For a not insignificant portion of The Protege‘s running time, the plot is incidental but also unclear. I found myself forgetting why assassin Anna (Maggie Q) was kicking the rear ends of the various henchmen of a shady and mysterious rich guy. There’s two of them actually as the main villain shifts from time to time. The more constant presence is Rembrandt (Michael Keaton), who also works for the crime syndicate but doesn’t fall victim to Anna’s skull crushing skills. She seems to want him around.
The interplay between them indicates a screenplay flirting with a desire to branch beyond its pulverizing 90s era action tropes. This feels like more of a direct to video title than a direct to streaming affair. Because of its similarities to that time period three decades ago, it only feels right that Samuel L. Jackson participates. He’s Moody and in a 1991 prologue, he rescues young Anna after her family is brutally murdered in her native Vietnam. Actually rescue is the wrong word. He finds her and becomes her mentor. It was Anna who exacted revenge on the killers.

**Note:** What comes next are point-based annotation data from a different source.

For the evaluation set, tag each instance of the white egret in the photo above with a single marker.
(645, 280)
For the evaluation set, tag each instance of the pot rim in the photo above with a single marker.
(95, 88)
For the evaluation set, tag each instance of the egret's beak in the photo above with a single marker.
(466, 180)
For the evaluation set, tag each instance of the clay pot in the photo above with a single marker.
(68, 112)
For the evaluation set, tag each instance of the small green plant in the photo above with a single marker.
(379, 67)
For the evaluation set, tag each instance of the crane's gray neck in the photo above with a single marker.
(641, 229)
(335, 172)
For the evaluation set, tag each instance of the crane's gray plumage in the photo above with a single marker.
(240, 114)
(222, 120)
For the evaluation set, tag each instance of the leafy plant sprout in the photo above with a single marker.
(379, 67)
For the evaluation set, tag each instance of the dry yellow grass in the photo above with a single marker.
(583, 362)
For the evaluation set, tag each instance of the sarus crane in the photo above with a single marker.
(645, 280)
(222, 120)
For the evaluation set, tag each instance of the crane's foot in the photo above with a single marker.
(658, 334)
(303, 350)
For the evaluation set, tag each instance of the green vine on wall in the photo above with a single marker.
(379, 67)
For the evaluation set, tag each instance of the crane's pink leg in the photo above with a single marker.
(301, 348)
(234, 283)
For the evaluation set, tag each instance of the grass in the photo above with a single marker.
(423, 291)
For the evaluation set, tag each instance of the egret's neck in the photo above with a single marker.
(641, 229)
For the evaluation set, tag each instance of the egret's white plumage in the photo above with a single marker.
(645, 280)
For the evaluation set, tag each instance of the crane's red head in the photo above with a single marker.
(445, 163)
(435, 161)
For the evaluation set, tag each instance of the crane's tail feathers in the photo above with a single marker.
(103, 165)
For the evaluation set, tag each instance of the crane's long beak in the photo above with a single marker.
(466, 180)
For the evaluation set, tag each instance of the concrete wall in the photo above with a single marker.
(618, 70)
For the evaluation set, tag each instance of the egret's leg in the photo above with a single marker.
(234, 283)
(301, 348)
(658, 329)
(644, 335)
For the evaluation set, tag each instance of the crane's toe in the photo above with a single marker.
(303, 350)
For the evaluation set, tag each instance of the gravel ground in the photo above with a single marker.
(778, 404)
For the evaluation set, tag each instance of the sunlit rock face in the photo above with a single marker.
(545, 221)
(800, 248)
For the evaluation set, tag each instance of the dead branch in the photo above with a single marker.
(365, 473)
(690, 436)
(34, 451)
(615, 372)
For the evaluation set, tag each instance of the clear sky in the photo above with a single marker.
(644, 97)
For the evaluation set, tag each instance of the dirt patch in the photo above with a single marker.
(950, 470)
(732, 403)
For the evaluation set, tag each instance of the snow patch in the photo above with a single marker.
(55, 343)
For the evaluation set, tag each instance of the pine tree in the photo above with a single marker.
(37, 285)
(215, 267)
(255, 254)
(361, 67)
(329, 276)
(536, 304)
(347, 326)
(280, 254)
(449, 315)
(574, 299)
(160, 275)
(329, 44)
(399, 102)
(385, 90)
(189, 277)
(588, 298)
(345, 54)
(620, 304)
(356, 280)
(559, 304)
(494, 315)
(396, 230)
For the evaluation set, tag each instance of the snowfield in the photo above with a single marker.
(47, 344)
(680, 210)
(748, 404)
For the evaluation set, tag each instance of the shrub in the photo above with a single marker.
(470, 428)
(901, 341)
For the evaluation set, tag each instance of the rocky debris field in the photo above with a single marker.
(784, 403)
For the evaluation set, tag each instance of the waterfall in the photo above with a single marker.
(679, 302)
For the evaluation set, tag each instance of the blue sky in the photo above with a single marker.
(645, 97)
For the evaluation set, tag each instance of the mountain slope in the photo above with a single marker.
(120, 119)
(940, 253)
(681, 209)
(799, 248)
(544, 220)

Moody is an assassin for hire and since this is a movie, he generally only offs really evil people. Anna is a chip off the old block and they form a lucrative business exterminating such vermin. She masquerades as a rare book store owner in London and that’s when she first encounters Rembrandt. He’s mysteriously connected to a former mark of Moody’s. Just the mention of his name (Edward Davis) causes holes in people’s heads and it leads Anna back to ‘Nam to investigate.
The Protege is quick, violent, and nicely cast. Q is a convincing action heroine and the familiar faces of Keaton and Jackson are welcome… to a point. The Anna/Rembrandt dynamic feels alternately fascinating (there’s a nice little Heat restaurant type of sequence between them) or tiresome depending on which act we’ve reached. The “twists” aren’t too twisty when considering the actors playing the roles and the expected amount of screen time they’d be granted. Martin Campbell (best known for kicking off 007 eras with Goldeneye and Casino Royale) knows what he’s doing with action sequences though he’s absolutely done better.
This is a generic shoot-em-up that should partly satisfy cravings of genre enthusiasts who like it lean, mean, and rather dumb. With Keaton quipping, I kept expecting The Protege to enter self parody territory. It never does and if it had, we might be entering a guilty pleasure experience that hit harder. I wouldn’t call this bad by any means, but it’s not a blast either.